The Twomey Effect is increased cloud albedo due to cloud nuclei from pollution. Increasing aerosol concentration and aerosol density leads to higher cloud droplet concentration, smaller cloud droplets, and higher cloud albedo. In macrophysically identical clouds, a cloud with few larger drops will have a lower albedo than a cloud with more smaller drops. The smaller cloud particles similarly increase cloud albedo by reducing precipitation and prolonging the lifetime of a cloud. This subsequently increases cloud albedo as solar radiation is reflected over a longer period of time. The Albrecht Effect is the related concept of increased cloud lifetime from cloud nuclei.

=== Zenith angle ===
Cloud albedo increases with the total water content or depth of the cloud and the solar zenith angle. The variation of albedo with zenith angle is most rapid when the sun is near the horizon, and least when the sun is overhead. Absorption of solar radiation by plane-parallel clouds decreases with increasing zenith angle because radiation that is reflected to space at the higher zenith angles penetrates less deeply into the cloud and is therefore less likely to be absorbed.
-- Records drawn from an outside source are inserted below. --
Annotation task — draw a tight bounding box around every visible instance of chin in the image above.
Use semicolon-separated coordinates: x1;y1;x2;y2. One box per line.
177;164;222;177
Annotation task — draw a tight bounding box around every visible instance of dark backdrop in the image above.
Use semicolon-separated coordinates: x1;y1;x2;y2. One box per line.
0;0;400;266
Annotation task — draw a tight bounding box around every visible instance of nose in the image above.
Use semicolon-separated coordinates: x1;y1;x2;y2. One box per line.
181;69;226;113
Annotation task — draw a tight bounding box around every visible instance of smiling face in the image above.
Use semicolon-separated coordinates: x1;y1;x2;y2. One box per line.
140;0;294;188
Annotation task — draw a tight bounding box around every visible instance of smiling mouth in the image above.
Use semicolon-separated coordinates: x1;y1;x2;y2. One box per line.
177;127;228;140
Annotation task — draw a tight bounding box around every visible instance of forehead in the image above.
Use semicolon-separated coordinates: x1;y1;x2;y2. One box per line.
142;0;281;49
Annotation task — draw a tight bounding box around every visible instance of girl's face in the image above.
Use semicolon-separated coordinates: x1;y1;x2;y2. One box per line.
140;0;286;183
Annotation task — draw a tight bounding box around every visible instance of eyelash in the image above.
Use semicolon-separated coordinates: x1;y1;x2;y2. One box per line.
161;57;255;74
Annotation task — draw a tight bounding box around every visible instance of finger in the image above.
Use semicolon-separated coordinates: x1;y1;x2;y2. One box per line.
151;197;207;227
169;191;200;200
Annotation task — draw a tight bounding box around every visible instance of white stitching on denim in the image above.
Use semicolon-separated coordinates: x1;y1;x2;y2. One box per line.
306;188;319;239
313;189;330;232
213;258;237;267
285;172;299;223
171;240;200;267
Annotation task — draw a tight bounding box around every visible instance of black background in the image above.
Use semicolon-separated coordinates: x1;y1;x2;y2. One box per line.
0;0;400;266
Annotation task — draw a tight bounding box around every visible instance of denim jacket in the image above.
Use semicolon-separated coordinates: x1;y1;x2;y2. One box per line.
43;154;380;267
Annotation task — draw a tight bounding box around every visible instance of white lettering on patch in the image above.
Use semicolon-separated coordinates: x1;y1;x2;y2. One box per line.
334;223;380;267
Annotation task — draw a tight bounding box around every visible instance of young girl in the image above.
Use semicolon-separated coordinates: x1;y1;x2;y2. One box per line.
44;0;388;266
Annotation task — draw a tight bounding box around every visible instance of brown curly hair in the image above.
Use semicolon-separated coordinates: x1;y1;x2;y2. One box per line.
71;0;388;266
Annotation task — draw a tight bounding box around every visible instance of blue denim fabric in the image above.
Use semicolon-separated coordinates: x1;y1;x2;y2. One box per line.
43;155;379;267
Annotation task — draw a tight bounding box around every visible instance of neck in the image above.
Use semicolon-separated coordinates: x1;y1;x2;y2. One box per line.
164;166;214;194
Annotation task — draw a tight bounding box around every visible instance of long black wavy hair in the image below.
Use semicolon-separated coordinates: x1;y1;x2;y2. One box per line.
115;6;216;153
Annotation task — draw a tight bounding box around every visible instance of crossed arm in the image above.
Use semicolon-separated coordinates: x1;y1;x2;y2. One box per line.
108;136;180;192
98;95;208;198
== Influence on global climate ==
Cloud albedo indirectly affects global climate through solar radiation scattering and absorption in Earth's radiation budget. Variations in cloud albedo cause atmospheric instability that influences the hydrological cycle, weather patterns, and atmospheric circulation. These effects are parameterized by cloud radiative forcing, a measure of short-wave and long-wave radiation in relation to cloud cover. The Earth Radiation Budget Experiment demonstrated that small variations in cloud coverage, structure, altitude, droplet size, and phase have significant effects on the climate. A five percent increase in short-wave reflection from clouds would counteract the greenhouse effect of the past two-hundred years.

=== Cloud albedo-climate feedback loops ===
There are a variety of positive and negative cloud albedo-climate feedback loops in cloud and climate models. An example of a negative cloud-climate feedback loop is that as a planet warms, cloudiness increases, which increases a planet's albedo. An increase in albedo reduces absorbed solar radiation and leads to cooling. A counteracting positive feedback loop considers the rising of the high cloud layer, reduction in the vertical distribution of cloudiness, and decreased albedo.

Air pollution can result in variation in cloud condensation nuclei, creating a feedback loop that influences atmospheric temperature, relative humidity, and cloud formation depending on cloud and regional characteristics. For example, increased sulfate aerosols can reduce precipitation efficiency, resulting in a positive feedback loop in which decreased precipitation efficiency increases aerosol atmospheric longevity. On the other hand, a negative feedback loop can be established in mixed-phase clouds in which black carbon aerosol can increase ice phase precipitation formation and reduce aerosol concentrations.